Enthusiasm for the original crypto cooled in 2018, with BTC prices dropping below $4,000.
2020 – 2024
The next notable bitcoin boom occurred during the COVID-19 pandemic in 2020. This time, BTC’s rise was partly driven by government shutdowns of sports, casinos, and other leisure and entertainment options and multiple rounds of government stimulus checks that left many Americans with extra disposable income.
But rising interest rates cooled investor enthusiasm in 2022, with a flight away from riskier assets like cryptocurrency.
Falling crypto prices in 2022 exposed overleverage among crypto lenders, hedge funds and exchanges. A string of crypto industry layoffs and bankruptcies weighed on bitcoin prices in 2022.
But it wasn’t too long before the original crypto began to rebound. Bitcoin’s rally resumed in 2023 and continues to climb.
On March 14, 2024, bitcoin reached an all-time intraday high of $73,750.07.
How to buy bitcoin
Investors can buy bitcoin on popular cryptocurrency exchanges, such as Binance, Coinbase and Kraken.
Any investor buying bitcoin directly must store their BTC in a bitcoin wallet. It’s similar to storing paper money in a physical wallet. In this case, bitcoin investors store the privacy keys needed to send or receive cryptocurrency in the wallet.
Bitcoin wallets can be hardware wallets that resemble USB sticks or software wallet apps that store BTC on a smartphone or another device.

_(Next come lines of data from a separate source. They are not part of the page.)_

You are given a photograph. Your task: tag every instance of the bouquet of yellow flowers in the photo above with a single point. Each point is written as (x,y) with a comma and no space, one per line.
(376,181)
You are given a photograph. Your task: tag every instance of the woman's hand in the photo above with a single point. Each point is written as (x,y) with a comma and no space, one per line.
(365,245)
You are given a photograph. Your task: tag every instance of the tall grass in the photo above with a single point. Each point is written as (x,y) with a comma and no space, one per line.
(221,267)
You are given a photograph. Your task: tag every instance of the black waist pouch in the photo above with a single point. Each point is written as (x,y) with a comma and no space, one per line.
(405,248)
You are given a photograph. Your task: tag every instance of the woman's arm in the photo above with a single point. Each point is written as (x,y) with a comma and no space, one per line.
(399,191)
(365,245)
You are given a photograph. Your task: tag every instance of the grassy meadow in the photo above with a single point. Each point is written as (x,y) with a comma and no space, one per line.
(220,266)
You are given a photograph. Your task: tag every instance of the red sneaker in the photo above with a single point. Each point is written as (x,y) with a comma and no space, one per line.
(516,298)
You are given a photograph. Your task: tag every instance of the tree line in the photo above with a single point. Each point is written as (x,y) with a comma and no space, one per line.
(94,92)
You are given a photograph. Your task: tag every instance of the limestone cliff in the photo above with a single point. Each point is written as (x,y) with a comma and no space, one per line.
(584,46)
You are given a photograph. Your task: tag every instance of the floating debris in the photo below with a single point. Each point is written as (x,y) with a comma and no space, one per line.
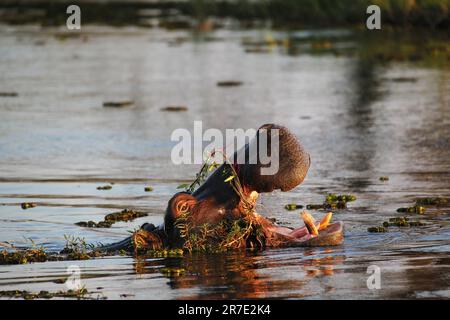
(125,215)
(118,104)
(79,294)
(8,94)
(174,108)
(415,209)
(110,219)
(172,272)
(107,187)
(333,201)
(230,83)
(23,256)
(315,206)
(293,206)
(399,222)
(377,229)
(28,205)
(432,201)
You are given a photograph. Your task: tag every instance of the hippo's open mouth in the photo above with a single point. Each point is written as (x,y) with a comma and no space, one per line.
(220,213)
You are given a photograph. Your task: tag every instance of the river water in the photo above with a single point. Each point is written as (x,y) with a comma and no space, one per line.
(363,109)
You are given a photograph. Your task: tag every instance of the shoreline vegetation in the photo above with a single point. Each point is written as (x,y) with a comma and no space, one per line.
(210,14)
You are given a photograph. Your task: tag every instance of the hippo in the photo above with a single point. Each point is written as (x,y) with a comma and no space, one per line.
(220,213)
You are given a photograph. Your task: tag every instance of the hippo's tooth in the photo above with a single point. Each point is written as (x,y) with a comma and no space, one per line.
(325,221)
(310,223)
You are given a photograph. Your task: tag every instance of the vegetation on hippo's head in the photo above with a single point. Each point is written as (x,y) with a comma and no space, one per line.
(227,234)
(233,234)
(414,209)
(200,177)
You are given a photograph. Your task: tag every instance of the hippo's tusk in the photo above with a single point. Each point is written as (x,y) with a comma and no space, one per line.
(310,224)
(325,221)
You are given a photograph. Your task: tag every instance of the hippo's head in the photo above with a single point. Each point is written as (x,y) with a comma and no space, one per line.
(220,200)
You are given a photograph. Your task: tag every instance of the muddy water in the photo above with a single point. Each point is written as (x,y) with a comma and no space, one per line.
(360,117)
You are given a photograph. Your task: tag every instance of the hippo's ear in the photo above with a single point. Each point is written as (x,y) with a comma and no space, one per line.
(180,204)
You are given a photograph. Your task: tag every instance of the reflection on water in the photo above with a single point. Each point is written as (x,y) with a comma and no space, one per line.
(364,108)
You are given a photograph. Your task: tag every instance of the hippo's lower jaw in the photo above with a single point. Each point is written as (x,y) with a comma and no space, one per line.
(332,235)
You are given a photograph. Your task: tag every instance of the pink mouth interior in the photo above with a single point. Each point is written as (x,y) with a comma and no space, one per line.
(302,234)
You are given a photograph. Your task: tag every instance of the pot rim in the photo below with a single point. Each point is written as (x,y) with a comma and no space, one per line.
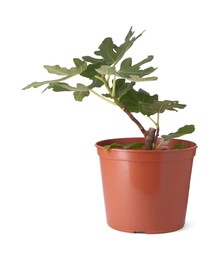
(190,145)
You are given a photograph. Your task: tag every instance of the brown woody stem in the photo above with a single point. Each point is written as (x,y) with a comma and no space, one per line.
(150,138)
(149,135)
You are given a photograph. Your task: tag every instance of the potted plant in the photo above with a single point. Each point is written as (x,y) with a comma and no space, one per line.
(145,179)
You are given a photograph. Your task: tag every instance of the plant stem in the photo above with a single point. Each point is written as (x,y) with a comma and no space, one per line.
(102,97)
(149,139)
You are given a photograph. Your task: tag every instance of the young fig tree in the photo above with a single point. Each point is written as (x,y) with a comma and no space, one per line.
(113,78)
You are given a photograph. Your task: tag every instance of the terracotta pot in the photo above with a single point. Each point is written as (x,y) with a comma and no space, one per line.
(146,191)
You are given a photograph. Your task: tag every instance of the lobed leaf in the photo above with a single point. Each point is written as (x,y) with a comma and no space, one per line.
(111,53)
(133,100)
(60,86)
(187,129)
(159,107)
(81,92)
(127,69)
(122,87)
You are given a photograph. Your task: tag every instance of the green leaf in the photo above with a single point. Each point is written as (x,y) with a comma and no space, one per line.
(159,107)
(138,79)
(133,100)
(187,129)
(122,87)
(127,69)
(111,53)
(90,71)
(60,86)
(56,69)
(80,92)
(80,67)
(93,60)
(133,146)
(35,84)
(106,70)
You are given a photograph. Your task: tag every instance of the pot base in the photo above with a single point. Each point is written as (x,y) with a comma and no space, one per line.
(146,191)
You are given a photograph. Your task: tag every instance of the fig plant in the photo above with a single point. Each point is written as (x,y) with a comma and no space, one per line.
(113,78)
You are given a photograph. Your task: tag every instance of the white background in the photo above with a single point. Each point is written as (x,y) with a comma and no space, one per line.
(51,204)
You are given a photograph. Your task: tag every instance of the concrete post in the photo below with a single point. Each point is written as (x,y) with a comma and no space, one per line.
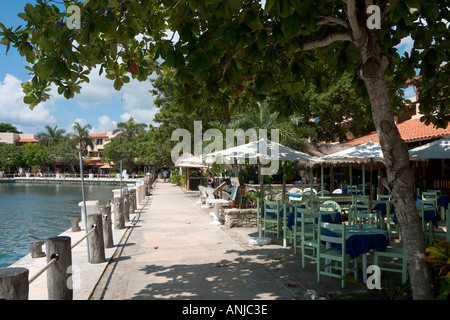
(36,249)
(95,239)
(126,204)
(105,211)
(59,281)
(119,218)
(14,284)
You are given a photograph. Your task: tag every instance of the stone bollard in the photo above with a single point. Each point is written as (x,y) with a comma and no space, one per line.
(95,239)
(59,279)
(119,218)
(14,284)
(36,249)
(133,200)
(75,225)
(105,211)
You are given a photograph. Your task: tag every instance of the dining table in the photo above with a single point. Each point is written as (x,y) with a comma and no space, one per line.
(326,216)
(360,239)
(216,203)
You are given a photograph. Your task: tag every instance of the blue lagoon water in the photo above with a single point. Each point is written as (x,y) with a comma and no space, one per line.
(30,212)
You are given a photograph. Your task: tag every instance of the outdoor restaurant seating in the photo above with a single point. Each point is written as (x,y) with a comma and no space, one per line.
(396,263)
(298,226)
(308,236)
(332,261)
(313,226)
(273,212)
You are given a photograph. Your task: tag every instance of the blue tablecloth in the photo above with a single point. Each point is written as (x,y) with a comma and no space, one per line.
(361,241)
(432,214)
(332,217)
(381,206)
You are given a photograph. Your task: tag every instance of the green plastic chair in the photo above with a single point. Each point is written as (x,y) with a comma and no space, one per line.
(427,227)
(288,234)
(443,230)
(396,261)
(272,218)
(331,261)
(298,226)
(332,206)
(360,213)
(308,236)
(389,224)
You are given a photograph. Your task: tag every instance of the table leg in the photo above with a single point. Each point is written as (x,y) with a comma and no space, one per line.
(216,214)
(364,267)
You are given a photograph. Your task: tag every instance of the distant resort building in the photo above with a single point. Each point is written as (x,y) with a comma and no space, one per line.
(17,138)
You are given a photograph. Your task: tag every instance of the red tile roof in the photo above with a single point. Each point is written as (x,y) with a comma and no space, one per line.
(99,135)
(410,130)
(27,140)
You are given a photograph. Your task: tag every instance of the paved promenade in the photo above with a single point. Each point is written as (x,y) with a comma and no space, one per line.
(170,251)
(174,252)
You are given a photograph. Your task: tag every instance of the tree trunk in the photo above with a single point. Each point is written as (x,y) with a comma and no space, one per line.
(399,176)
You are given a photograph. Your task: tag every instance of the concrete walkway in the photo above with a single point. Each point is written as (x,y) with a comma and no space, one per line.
(174,252)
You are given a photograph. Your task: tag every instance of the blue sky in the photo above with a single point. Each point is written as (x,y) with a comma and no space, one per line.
(98,104)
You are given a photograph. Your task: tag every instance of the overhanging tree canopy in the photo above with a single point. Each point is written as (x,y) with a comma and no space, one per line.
(236,50)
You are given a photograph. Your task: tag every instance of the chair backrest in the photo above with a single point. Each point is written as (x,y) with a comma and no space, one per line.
(299,212)
(309,191)
(334,205)
(202,190)
(272,207)
(310,225)
(361,213)
(437,192)
(234,192)
(334,233)
(430,197)
(295,190)
(209,192)
(384,197)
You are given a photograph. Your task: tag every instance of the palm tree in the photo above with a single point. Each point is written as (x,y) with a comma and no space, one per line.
(81,136)
(51,136)
(129,129)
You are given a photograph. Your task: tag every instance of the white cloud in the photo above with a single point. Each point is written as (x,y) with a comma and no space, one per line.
(105,124)
(13,110)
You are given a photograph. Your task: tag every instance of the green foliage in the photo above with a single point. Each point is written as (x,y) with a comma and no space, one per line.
(11,158)
(8,127)
(34,155)
(439,257)
(389,291)
(177,178)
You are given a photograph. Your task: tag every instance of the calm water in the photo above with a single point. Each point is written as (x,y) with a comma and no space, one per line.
(30,212)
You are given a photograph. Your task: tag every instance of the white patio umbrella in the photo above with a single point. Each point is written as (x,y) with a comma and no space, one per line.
(264,151)
(439,149)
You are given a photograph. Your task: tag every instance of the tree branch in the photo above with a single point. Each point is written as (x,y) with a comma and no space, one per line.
(353,19)
(338,36)
(333,21)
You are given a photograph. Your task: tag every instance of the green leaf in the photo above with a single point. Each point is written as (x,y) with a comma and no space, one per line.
(291,26)
(45,67)
(285,8)
(269,5)
(252,20)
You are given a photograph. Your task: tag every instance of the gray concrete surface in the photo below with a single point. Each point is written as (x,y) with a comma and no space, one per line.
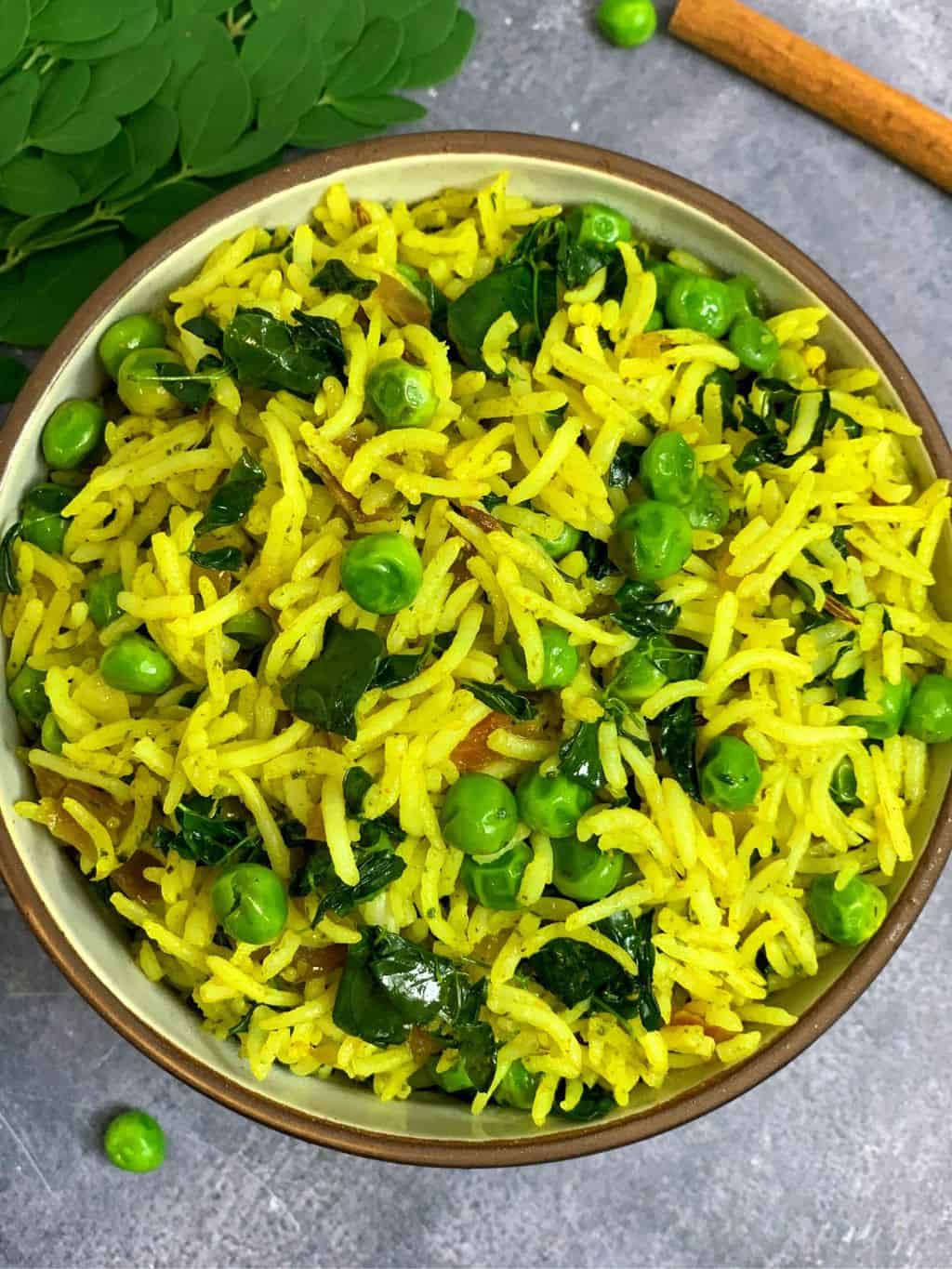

Hot wallets are bitcoin wallets that are connected to the internet. In contrast, cold wallets are not connected to the internet. Hot wallets are considered more convenient than cold ones but riskier because of online access.
Read more: How to buy bitcoin
Bitcoin ETFs
In addition to buying bitcoin directly, investors can indirectly speculate on the bitcoin market via bitcoin funds.
In January 2024, the SEC also approved several bitcoin spot ETFs. These funds hold the cryptocurrency rather than crypto futures contracts and trade on major U.S. exchanges.
The approval of bitcoin exchange-traded funds represents a resounding institutional validation of the cryptocurrency, marking a departure from its initial reputation as a speculative and volatile asset.
Frequently asked questions (FAQs)
Bitcoin is identified with a ticker just like a stock. Traders use BTC to identify bitcoin on exchanges. One BTC equals one bitcoin.
The value of one BTC was $56,995.51 as of 8 a.m. E.T.